In February 2014 President Napolitano replaced the Letta government with Renzi who he regarded as more capable and more likely to succeed, a strong ‘decisionist’ character, a modern populist Berlusconi style leadership with a wider popular base and political connections. His initial attempt at constitutional reform was cancelled by the constitutional court before the proposal which were put to the latest referendum.
This reform was very heavily and widely contested among the people, politicians, intellectuals, jurists, grass roots movements, media and social media. The reasons for this radical confrontation are many and complex to analyse, a cocktail involving Italy’s republican and democratic history, fears of authoritarian government and perceptions of the EU. The most contentious issues at stake were the following.
Promotion by government not parliament: The government had taken upon itself the leading role in drafting, promoting and driving reform.

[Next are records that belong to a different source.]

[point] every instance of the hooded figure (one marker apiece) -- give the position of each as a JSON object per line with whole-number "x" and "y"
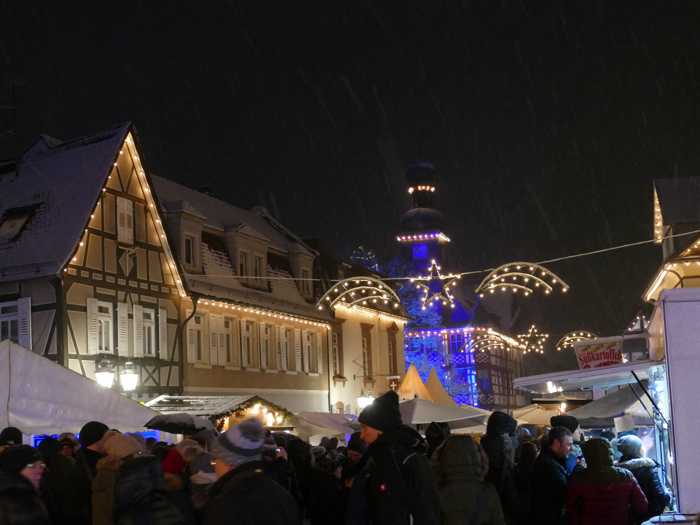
{"x": 399, "y": 478}
{"x": 498, "y": 445}
{"x": 465, "y": 498}
{"x": 646, "y": 472}
{"x": 603, "y": 493}
{"x": 244, "y": 493}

Binary choice: The title of the reform and the ‘yes’ or ‘no’ vote became an issue and was considered by its opponents to be misleading and biased.
Reduction in Senators: The senate was to be reduced from 315 to 100, not directly elected by the people but by regional councils.
Complexity and impracticality: This reform was criticised as it introduced different procedures to pass a bill, with considerable complications, confusion and overlapping of competences.
Election of president, constitutional court and self-governing council of the judiciary: Opponents objected to the change in the election procedures.
Super-majority: The reform was also criticised because the party winning the elections granted a supermajority premium – would be able to substantially elect by itself the president.
Relationship between government and parliament: The government could request parliament to examine and vote on a bill within five days of its submission.
Relationship between the central stage, regions and local entities: The relationship between the central state, regions and other local entities was to be greatly transformed, shifting more power to the centre.
The referendum has left a country more divided than it has been in the last 20, 30 or 70 years.
The second, decisive, blow to Renzi and his ‘1,000 days’ (the length of his government) political project of reforms came on 25th January, with the constitutional court’s decision to declare the super-majority reform unconstitutional.
The net result of this and related decisions of the constitutional court is the prospect of total instability and a further fragmentation of the political forces. The return to the future of a First Republic, with its compromises, negotiations and apportionment of power seems therefore a likely outcome. The disintegration of the system has already begun with the split inside the PD, where the left has left and created a new political movement called “Article 1”, to recall the first article of the Constitution which reads, “Italy is a democratic Republic, founded on labour”. 2017 will be an interesting year indeed.